Il convient de dire que de cette somme il sera déduit la somme de 850 euros versée par Madame, [M] au titre du dépôt de garantie conservé à ce jour par Madame, [S] ;
SUR LA DEMANDE DE PARTAGE DU COUT DU CONSTAT DES LIEUX DE SORTIE:
L’article 3-2 de la loi de 1989 dispose que Un état des lieux est établi selon des modalités définies par décret en Conseil d’Etat, pris après avis de la Commission nationale de concertation, dans les mêmes formes et en autant d’exemplaires que de parties lors de la remise et de la restitution des clés. Il est établi contradictoirement et amiablement par les parties ou par un tiers mandaté par elles et joint au contrat de location.
Si l’état des lieux ne peut être établi dans les conditions prévues au premier alinéa, il est établi par un commissaire de justice, sur l’initiative de la partie la plus diligente, à frais partagés par moitié entre le bailleur et le locataire et à un coût fixé par décret en Conseil d’Etat. Dans ce cas, les parties en sont avisées par le commissaire de justice au moins sept jours à l’avance, par lettre recommandée avec demande d’avis de réception.
Il ressort du décret du 28 février 2020 qui fixe le tarif réglementé des commissaires de justice qu’un état des lieux pour un logement en métropole entre 50 et 100 m2 est de 180,28 euros.

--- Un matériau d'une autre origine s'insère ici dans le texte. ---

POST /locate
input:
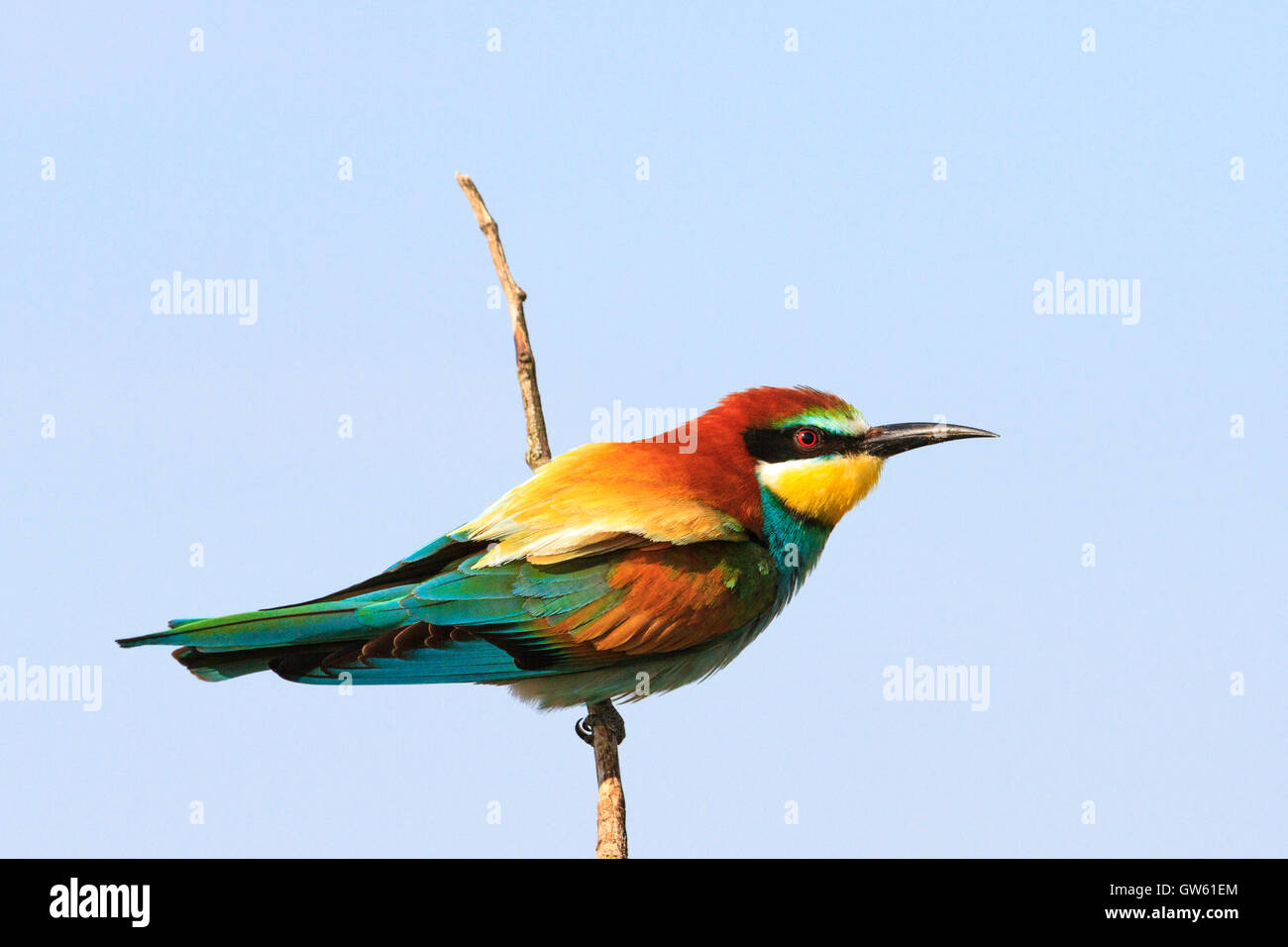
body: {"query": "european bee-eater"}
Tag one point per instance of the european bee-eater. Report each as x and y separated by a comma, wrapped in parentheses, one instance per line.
(662, 557)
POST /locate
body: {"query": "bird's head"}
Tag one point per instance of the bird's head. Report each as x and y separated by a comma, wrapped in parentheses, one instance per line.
(815, 453)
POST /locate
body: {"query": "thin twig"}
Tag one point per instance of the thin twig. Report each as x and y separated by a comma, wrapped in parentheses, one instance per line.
(539, 446)
(610, 808)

En conséquence, Madame, [S] est bien fondée à solliciter la condamnation de Madame, [M] à lui payer la moitié des frais du procès verbal de constat établi par le commissaire de justice soit la somme de 90,14 euros .
SUR LES DEMANDES ACCESSOIRES :
Au regard de la décision rendue, chaque partie gardera la charge de ses dépens et les demandes réciproques au titre de l’article 700 du code de procédure civile seront rejetées.

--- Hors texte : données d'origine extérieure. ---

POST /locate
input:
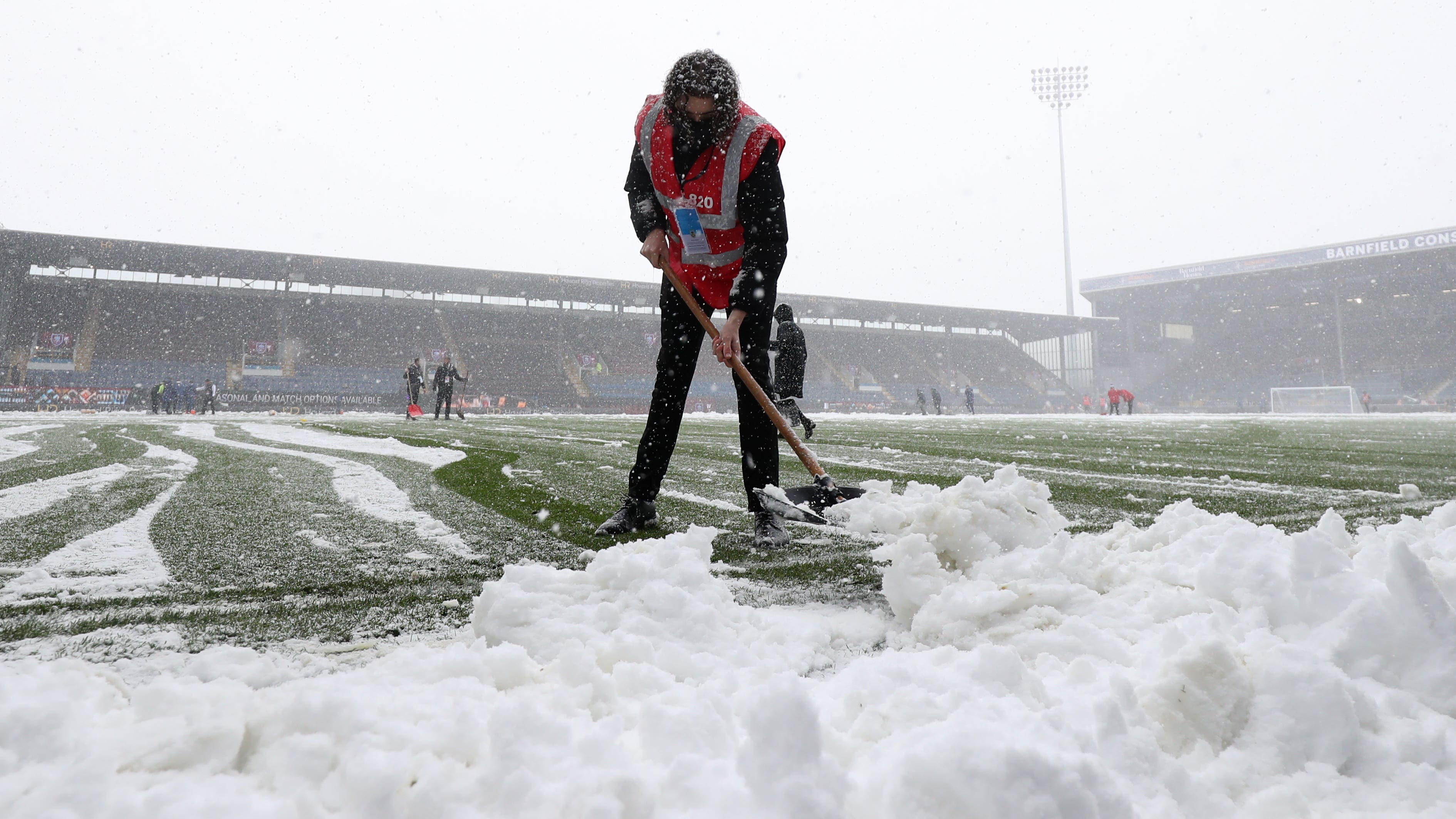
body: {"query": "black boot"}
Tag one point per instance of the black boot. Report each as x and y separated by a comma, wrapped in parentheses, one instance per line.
(768, 531)
(634, 517)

La présente décision est exécutoire à titre provisoire, conformément à l’article 514 du code de procédure civile.
PAR CES MOTIFS
Le Juge des contentieux de la protection statuant publiquement, par jugement contradictoire et en premier ressort,
CONDAMNE Madame, [N], [M] à payer à Madame, [K], [S] la somme de 871.48 euros au titre des réparations locatives, avec les intérêts au taux légal à compter du présent jugement ;
DIT que de cette somme il sera déduit la somme de 850 euros versée par Madame, [M] au titre du dépôt de garantie;
CONDAMNE Madame, [N], [M] à payer à Madame, [K], [S] la somme de 90,14 euros au titre de la moitié des frais du procès verbal de constat établi par le commissaire de justice;
DIT n’y avoir lieu application des dispositions de l’article 700 du code de procédure civile ;
DIT que chaque partie gardera la charge de ses dépens;
RAPPELLE que la présente décision est de plein droit exécutoire.
Ainsi jugé et prononcé les jour, mois et an susdits par la mise à disposition du jugement au greffe.